Bolzano Weierstrass Theorem

Theorem

Any bounded sequence of points in \(\mathbb{R}^{n}\) has a convergence subsequence.

Note that this theorem is for the topology induced by the Euclidean metric. In the context of general topological spaces, this is called the Bolzano-Weierstrass property.

Proof

We first prove the case with \(\mathbb{R}^{1}\) by considering a sequence of real numbers \(\{x_{n}\}_{n \in \mathbb{N}}\).

We define a peak of the sequence to be a point \(x_{k}\) such that:

\[x_{k} > x_{l} \quad \forall l > k,\]

that is, they are greater than the rest of the sequence. Let \(n_{j}\) be the index of the \(j^{\text{th}}\) peak, counting from zero.

Consider the following diagram, where peaks are coloured in green and labelled as described above:

If there are infinitely many peaks, then \(\{x_{n_{j}}\}\) is a monotone subsequence of \(\{x_{n}\}\), in this case strictly decreasing.

If not, then there are finitely many peaks, in which case we let \(N\) be the index of the last peak, or \(N = -1\) if there are no peaks, such as if the entire sequence is non decreasing.

Now, let \(n_{0} = N + 1\). \(x_{n_{0}}\) will be the first point in a new sequence we will construct.

By definition, there are no peaks in the rest of the sequence, and therefore for every point, there must be another greater than or equal to it. That is, there exists an \(l\) such that \(x_{k} \leq x_{l}\) for \(l > k\). We can therefore continually choose such points to get a non decreasing subsequence.

Then, if \(\{x_{n}\}\) is bounded, so are all of its subsequences, and the existence of a monotone subsequence proves convergence from the monotone convergence theorem.

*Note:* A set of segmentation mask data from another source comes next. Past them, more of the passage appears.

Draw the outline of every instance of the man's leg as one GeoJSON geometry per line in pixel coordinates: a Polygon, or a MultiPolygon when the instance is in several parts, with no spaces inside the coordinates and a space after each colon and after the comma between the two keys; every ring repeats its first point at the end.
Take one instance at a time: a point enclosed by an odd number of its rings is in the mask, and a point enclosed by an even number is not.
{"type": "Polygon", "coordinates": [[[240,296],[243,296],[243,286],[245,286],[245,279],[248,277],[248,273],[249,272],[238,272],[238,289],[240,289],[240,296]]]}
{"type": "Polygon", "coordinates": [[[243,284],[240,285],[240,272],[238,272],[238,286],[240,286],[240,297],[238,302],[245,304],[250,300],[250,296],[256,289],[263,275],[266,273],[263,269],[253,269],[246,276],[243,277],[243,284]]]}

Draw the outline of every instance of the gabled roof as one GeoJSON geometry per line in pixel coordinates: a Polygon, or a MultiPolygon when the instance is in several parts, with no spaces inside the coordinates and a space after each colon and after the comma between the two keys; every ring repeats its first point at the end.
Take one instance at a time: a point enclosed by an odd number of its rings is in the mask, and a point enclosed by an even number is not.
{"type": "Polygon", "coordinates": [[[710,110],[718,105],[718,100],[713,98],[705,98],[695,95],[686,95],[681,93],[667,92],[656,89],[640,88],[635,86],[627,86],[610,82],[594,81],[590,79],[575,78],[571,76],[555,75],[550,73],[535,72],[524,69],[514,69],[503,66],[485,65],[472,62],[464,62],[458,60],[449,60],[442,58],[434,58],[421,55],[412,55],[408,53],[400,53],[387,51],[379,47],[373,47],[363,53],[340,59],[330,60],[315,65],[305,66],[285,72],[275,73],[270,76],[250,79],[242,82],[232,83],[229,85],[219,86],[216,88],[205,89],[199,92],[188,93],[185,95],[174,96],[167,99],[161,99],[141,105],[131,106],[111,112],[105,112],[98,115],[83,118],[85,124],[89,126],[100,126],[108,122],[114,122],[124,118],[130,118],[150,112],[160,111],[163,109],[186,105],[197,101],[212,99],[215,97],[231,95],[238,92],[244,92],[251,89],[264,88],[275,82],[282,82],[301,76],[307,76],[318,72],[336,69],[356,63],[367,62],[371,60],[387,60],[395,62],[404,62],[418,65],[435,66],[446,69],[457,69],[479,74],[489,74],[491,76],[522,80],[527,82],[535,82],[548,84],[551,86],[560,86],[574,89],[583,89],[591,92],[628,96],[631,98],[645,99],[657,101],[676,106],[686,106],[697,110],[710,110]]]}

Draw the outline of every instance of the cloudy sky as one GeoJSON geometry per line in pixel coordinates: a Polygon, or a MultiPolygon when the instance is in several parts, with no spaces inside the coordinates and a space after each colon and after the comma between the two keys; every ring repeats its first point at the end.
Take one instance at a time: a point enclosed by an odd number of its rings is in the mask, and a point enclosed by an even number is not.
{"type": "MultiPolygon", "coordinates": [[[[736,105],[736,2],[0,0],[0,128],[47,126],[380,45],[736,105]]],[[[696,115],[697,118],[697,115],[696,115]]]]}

To generalise to \(\mathbb{R}^{d}\), \(\{\boldsymbol{x}_{n}\}\) be a sequence in \(\mathbb{R}^{n}\). We will index each component as \(\boldsymbol{x}^{i}\) to avoid confusion between the sequence index, that is:

\[\boldsymbol{x}_{n} = \begin{bmatrix} x^{1}_{n} \\ x^{2}_{n} \\ \vdots \\ x^{d}_{n} \\ \end{bmatrix}.\]

If we consider the sequence of terms in the first dimension, we can find a convergent subsequence of these terms \(\{x^{1}_{n_{k}}\}\) which directly corresponds with a subsequence of the original sequence \(\{\boldsymbol{x}_{n_{k}}\}\) in which the first dimension's terms converge.

This process can then be repeated, finding a subsequence of \(\{\boldsymbol{x}_{n_{k}}\}\) in which the second component converges, and so on.